Body shrinkage is considered to the universal response of animals to climate change because smaller body size can dissipate body heat better due to the larger surface to volume ratio, but researchers discovered that this is not the case for the red knots.
According to the study, climate change causes the arctic ice to melt earlier during summer, about two weeks earlier. Due to this, insects living in the arctic rescheduled their hatching season timing it to the ice melt. Insects are the primary source of nutrition of red knots before they leave the arctic for their lengthy travels. Unlike the insects, red knot did not alter their breeding season. As an effect, when new red knots were hatched, it is already passed the insect peak, making them smaller due to malnutrition.
Researchers also discovered that smaller red knots also possess shorter bills. This can also contribute to the shrinking body size of the bird. When the red knots reached the tropics in July, their primary source of diet is clams and other shellfish food burrowed deeply in the ground. The shorter bill of the undersized birds is unable to reach for the clams. As a result they are forced to consume more shallowly buried sea grass, which is far less nutritious than the bivalves.

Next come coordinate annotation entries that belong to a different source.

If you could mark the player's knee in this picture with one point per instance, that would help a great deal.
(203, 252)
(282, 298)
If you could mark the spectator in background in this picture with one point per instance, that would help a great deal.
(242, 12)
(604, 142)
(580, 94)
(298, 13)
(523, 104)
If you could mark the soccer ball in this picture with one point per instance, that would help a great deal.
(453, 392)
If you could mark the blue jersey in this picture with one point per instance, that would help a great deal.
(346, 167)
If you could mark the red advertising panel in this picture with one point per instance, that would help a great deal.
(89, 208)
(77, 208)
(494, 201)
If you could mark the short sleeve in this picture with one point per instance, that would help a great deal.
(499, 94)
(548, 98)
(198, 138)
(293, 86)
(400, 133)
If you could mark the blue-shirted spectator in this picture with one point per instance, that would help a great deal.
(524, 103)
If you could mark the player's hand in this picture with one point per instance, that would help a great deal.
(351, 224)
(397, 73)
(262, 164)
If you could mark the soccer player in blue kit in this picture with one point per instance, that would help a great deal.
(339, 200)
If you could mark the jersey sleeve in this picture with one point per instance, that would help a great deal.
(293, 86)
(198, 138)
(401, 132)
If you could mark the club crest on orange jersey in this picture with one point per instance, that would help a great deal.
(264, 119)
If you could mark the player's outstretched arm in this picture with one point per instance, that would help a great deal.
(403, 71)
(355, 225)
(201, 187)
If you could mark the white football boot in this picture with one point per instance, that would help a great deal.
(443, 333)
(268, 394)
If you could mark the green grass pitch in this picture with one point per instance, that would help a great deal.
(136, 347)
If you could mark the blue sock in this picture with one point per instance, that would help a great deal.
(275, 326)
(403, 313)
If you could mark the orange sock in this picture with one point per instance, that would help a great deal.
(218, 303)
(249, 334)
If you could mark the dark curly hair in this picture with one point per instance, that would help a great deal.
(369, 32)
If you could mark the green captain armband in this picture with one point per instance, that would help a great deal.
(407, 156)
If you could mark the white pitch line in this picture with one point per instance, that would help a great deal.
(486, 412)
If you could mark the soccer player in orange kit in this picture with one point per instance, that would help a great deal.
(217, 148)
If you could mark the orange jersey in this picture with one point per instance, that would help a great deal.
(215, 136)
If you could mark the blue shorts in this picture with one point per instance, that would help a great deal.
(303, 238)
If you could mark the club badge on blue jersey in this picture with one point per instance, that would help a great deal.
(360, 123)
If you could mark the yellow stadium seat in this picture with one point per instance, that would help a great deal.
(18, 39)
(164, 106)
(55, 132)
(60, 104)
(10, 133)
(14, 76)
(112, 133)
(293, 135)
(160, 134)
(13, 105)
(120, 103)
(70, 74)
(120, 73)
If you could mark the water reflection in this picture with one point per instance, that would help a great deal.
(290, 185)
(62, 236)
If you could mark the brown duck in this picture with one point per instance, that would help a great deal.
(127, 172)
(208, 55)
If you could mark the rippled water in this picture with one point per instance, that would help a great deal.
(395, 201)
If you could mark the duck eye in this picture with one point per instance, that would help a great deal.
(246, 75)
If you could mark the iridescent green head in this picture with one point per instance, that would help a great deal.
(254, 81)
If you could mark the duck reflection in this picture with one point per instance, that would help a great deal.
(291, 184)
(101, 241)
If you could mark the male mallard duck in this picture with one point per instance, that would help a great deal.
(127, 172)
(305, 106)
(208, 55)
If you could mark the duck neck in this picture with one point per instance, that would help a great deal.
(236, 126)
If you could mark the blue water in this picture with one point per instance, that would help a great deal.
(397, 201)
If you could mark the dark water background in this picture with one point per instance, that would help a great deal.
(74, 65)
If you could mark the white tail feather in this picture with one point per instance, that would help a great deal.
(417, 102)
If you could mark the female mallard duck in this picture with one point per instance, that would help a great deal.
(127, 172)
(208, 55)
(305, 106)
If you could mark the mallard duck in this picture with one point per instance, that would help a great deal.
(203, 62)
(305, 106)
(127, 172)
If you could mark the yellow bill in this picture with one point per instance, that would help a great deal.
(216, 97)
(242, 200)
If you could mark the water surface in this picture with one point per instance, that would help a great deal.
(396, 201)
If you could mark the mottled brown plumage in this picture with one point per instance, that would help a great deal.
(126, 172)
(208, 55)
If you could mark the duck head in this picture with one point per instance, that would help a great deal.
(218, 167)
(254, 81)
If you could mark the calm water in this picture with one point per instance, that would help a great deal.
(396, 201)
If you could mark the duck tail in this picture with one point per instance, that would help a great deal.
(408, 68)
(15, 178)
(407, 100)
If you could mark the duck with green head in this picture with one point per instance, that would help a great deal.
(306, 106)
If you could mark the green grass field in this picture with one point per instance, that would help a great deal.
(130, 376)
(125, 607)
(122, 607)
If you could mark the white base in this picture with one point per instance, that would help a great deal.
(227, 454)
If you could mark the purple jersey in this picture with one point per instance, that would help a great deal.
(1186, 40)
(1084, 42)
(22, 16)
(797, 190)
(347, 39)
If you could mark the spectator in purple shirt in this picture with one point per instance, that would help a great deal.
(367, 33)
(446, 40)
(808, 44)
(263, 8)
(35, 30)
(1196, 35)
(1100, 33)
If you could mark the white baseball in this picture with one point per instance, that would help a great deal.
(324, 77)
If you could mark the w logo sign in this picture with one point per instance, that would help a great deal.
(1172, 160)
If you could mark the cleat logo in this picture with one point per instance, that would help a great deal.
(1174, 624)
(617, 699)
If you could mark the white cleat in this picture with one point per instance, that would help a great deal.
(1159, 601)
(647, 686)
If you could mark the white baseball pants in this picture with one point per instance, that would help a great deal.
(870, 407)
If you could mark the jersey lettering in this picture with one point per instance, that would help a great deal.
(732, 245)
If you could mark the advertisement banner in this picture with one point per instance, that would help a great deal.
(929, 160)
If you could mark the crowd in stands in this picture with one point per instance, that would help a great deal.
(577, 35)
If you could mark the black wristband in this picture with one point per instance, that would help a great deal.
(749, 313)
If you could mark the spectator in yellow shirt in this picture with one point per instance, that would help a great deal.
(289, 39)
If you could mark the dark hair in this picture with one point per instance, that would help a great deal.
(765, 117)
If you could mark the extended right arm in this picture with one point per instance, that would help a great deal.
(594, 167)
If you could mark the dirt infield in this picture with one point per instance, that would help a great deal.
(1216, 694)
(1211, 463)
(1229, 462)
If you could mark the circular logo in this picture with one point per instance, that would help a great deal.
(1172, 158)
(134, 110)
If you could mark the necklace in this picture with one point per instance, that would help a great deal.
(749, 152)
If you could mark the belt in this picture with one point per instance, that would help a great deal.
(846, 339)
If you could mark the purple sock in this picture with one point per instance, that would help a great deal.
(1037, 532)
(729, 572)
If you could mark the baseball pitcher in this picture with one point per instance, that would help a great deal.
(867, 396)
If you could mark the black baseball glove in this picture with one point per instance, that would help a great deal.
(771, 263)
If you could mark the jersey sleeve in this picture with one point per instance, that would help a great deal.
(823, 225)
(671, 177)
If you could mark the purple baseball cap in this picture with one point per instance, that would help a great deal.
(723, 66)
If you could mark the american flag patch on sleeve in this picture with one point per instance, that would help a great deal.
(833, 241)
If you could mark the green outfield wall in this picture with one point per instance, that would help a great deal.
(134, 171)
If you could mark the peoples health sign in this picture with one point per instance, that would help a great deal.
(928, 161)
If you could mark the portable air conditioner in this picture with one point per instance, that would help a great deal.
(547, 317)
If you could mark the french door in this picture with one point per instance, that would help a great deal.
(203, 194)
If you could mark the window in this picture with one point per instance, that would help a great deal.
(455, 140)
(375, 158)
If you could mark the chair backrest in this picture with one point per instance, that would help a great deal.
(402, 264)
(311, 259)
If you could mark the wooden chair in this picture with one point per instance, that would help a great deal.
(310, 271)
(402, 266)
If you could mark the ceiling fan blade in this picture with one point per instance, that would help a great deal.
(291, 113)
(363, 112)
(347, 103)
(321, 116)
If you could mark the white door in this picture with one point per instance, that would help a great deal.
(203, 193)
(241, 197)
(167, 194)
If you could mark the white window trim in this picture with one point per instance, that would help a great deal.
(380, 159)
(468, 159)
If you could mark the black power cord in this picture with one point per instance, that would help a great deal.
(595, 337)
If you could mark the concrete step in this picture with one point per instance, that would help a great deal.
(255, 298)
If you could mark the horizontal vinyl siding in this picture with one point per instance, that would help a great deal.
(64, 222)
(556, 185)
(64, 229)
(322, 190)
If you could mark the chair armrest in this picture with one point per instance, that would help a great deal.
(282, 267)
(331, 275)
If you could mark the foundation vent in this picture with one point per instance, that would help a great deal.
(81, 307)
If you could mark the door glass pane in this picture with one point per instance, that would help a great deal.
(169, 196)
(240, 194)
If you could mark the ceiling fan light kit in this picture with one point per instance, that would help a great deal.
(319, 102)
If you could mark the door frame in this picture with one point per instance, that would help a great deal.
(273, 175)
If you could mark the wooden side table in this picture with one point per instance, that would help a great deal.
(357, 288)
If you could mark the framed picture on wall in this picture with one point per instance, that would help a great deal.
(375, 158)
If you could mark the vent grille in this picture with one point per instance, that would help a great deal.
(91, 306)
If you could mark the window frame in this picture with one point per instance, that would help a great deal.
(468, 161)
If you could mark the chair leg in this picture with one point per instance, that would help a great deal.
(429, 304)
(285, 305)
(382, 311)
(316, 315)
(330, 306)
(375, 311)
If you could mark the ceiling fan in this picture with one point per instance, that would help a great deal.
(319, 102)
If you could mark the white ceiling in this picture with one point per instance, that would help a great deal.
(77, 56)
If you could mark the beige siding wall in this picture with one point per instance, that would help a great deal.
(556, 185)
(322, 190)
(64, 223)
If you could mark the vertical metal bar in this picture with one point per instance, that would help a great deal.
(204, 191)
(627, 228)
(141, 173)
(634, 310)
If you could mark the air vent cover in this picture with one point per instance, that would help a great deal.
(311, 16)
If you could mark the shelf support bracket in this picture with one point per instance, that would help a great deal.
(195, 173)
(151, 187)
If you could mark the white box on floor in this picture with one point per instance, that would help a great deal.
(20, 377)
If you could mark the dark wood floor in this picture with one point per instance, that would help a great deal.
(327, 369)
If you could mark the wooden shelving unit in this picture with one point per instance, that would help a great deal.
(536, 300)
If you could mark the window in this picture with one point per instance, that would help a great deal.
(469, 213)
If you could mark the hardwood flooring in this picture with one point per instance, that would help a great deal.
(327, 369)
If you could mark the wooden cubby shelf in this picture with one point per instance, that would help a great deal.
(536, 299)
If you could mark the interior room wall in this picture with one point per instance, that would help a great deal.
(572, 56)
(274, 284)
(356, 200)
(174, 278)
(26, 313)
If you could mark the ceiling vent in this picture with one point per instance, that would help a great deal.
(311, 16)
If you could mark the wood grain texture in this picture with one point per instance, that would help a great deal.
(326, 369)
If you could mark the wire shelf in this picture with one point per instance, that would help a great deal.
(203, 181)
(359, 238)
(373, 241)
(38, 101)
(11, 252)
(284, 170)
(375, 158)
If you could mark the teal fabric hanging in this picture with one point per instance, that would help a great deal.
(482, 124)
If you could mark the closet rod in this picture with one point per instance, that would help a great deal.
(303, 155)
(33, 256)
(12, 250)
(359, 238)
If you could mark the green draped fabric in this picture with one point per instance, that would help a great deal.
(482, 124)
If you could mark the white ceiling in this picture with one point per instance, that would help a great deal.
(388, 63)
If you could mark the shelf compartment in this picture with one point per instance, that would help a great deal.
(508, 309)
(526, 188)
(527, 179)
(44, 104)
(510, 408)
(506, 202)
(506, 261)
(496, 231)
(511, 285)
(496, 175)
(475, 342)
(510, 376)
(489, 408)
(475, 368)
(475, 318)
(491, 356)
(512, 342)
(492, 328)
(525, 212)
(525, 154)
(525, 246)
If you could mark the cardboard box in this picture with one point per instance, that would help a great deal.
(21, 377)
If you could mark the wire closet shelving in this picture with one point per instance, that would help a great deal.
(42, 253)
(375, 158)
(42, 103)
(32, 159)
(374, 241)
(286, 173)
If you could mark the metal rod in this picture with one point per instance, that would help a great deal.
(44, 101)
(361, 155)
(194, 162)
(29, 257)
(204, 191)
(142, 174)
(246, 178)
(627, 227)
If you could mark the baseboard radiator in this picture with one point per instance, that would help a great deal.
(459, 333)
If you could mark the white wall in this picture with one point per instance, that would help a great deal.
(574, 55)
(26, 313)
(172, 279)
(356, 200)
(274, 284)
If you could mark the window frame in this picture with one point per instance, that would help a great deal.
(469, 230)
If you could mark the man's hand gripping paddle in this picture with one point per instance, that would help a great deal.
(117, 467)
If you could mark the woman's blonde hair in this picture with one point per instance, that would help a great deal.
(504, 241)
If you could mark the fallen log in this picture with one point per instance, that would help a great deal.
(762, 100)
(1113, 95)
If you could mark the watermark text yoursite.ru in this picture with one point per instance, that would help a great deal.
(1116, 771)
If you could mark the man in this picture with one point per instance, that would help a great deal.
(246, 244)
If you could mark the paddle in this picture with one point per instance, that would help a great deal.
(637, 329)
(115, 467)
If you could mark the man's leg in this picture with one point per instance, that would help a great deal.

"Since smaller birds do worse than larger ones, we reject the hypothesis that body shrinkage is evolutionarily beneficial. Instead, we suggest that a so-called 'trophic mismatch' during chick stage underlies the smaller knot body: due to the rapidly advancing Arctic summer, juvenile knots are now simply born after the rapidly advancing insect peak. We therefore propose that changes in body size and shape, and the negative population dynamical consequences, will be widespread among other High-Arctic breeding species in the future. This is a very serious ecological effect that requires our immediate attention," said Jan van Gils from NIOZ Royal Netherlands Institute for Sea Research and first author of the study, in a statement.
According to the report from National Geographic, the North American red knot, was listed by the U.S. Fish and Wildlife Service as "threatened" under the Endangered Species Act in 2015.